The only region of Southeast Asia that was not colonized by European countries was the Kingdom of Siam, which is part of the current country of Thailand. This French-colonized region has been often referred to as French Indochina. Britain, Holland, Portugal, and Spain were also primary colonizers of the realm.
Southeast Asia is diverse in both its human and its physical landscapes. Tropical climates dominate the realm with mountains and coastal areas covering the main land surfaces. This realm has a high rate of seismic activity with many active volcanoes and is susceptible to earthquake activity.
All the main world religions can be found here. Indonesia is the most populous Muslim country in the world. East Timor and the Philippines are the only two predominantly Christian countries in Asia. Buddhism is the dominant religion of the mainland region. Both Malaysia and Singapore have sizeable Hindu minority groups.

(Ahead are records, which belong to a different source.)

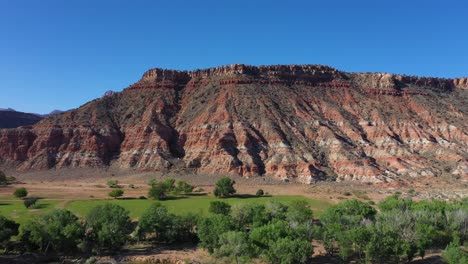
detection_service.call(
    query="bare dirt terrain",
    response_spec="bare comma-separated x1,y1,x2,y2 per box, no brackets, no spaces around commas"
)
1,167,466,203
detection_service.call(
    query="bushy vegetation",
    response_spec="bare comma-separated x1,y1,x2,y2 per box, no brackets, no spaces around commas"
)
84,204,132,253
23,197,38,208
319,196,468,263
20,209,83,253
106,179,119,188
147,178,194,200
0,171,15,185
108,189,124,199
214,177,236,198
209,201,231,215
0,171,6,185
0,192,466,263
14,187,28,198
0,215,19,251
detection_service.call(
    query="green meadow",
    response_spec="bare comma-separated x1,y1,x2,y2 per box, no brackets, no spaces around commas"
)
0,195,331,224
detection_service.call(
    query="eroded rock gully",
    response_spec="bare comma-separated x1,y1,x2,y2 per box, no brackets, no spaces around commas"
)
1,64,466,183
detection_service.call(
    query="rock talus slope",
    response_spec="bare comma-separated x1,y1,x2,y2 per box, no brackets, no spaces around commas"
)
0,64,467,183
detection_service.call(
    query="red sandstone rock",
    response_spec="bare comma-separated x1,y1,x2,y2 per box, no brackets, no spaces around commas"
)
0,64,466,183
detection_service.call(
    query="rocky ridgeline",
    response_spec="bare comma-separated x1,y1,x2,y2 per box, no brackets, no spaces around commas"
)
0,64,466,184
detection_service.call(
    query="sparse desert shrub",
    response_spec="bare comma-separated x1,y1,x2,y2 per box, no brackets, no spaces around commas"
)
175,180,193,194
256,189,264,196
14,187,28,198
343,191,352,196
109,189,124,199
139,196,147,200
0,171,6,185
128,184,135,189
194,187,205,193
106,179,119,188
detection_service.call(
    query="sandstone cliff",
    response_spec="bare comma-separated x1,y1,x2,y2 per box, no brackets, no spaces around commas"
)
0,64,467,183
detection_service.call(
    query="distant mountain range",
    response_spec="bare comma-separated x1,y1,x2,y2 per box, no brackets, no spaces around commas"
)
0,108,64,128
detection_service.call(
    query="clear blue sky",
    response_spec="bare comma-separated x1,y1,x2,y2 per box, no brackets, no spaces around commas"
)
1,0,467,113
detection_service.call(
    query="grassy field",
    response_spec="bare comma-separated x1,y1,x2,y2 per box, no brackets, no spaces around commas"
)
0,195,331,224
0,200,61,225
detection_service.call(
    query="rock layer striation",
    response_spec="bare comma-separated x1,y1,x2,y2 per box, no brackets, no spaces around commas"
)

Economic activities vary in Southeast Asia, with Singapore being an economic tiger and Brunei being an oil-rich emirate. Thailand is becoming a major manufacturing center and the Philippines has been a destination for outsourced information jobs. Landlocked Laos and isolated Burma (Myanmar) have weak economies. Vietnam and Cambodia are recovering from political isolation.
Indonesia has the fourth-largest population in the world. Half of its people live on the island of Java. The Indonesian island of Bali has a Hindu majority and is a notable tourist destination. The island of Timor is divided between an Indonesian western half and the independent eastern half of East Timor, which is a former Portuguese colony.